Russian groups reportedly placed dark posts on Facebook referencing the Black Lives Matter movement to inflame racial tension in Ferguson, Mo., and Baltimore.
Currently, no law requires such ads to disclose who paid for them, what other ads or issues they promote, whom the ads were directed at and for how long. Such information is readily available on other mediums such as TV to ensure voters aren't being misled or manipulated.
Senate democrats Amy Klobuchar of Minnesota and Mark Warner of Virginia unveiled legislation Thursday called the Honest Ads Act, which would make political ads on social media subject to the same rules as on traditional media.
"As the technology companies continue to grow in the political advertising space, the importance of greater transparency and disclosure will only grow along with it," said Rep. Adam Schiff, the ranking Democrat on the House Intelligence Committee, who favors regulating political ads online.
There is no evidence the Russian ads were linked to the Trump campaign. But there's a strong belief in some quarters that Facebook was a difference maker in helping Trump take the White House through persuasion and fundraising.

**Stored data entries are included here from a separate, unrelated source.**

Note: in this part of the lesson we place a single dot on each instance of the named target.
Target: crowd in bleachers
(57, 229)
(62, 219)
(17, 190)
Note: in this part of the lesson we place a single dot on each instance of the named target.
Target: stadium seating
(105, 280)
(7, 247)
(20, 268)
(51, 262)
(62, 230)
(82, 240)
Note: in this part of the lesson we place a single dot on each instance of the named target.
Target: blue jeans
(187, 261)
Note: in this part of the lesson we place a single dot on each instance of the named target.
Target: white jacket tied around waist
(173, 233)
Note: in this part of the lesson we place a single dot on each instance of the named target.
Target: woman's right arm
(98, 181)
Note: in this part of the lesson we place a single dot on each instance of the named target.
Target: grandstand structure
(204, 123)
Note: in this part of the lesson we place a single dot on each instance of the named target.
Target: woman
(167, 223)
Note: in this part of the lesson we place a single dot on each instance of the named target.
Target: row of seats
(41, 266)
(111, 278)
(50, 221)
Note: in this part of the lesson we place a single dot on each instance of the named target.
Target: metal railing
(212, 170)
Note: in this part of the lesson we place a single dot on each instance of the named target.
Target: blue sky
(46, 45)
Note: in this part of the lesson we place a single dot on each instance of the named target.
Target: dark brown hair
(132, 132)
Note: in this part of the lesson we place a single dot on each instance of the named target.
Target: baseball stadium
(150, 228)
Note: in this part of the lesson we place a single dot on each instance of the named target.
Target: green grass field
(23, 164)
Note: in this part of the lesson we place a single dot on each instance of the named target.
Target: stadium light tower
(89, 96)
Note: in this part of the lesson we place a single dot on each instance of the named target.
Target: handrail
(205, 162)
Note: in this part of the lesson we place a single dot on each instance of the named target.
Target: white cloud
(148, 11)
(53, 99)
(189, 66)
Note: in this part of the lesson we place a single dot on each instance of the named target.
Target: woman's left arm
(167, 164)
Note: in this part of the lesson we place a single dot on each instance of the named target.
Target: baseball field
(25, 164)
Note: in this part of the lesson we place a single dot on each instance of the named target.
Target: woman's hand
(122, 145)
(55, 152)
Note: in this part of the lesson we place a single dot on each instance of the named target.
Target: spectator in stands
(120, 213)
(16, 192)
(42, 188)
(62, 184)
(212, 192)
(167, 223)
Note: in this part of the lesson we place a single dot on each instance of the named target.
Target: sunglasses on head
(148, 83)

Trump's digital team was able to fire up new support and amass $240 million in small donations, mostly through Facebook, at a cost of $94 million. That's about 20% better than a typical return on investment in digital campaigns, industry officials said.
"I understood early that Facebook was how Donald Trump was going to win," Brad Parscale, the Trump campaign's digital director, told CBS' "60 Minutes" this month. "Twitter is how he talked to the people. Facebook was going to be how he won."
Parscale even said Facebook embedded Republican employees in the Trump campaign to help them maximize the platform's potential. Facebook reportedly offered the same level of support to the Clinton campaign but was turned down.
Facebook did not reply to requests for comment.
David Karpf, an associate professor at George Washington University and author of "Analytic Activism: Digital Listening and the New Political Strategy," said it would have been fair to refuse Facebook's assistance based on the social network's performance in the 2014 election cycle.
But by 2016, Facebook's data were exponentially more robust and precise at prospecting for would-be supporters and donors. The Trump team, unburdened by expectations, took a chance.
"It sounds like Facebook went to both campaigns and said they had magic beans," Karpf said. "The Clinton team said, 'We'll pass, we've seen the returns,' and Parscale and the Trump team said 'Magic beans? Take my money.' We can call it dumb luck or stumbling into innovation."
The response from both parties, despite the likelihood voters were manipulated by a foreign nation state, will be to spend more on the world's biggest social network and other social media platforms.
"We certainly hope Democratic campaigns spend more on digital advertising this cycle but not because of Russia," said Patrick McHugh, executive director of Priorities USA, a Democratic super PAC. "It's just the smart thing to do if you want to win elections."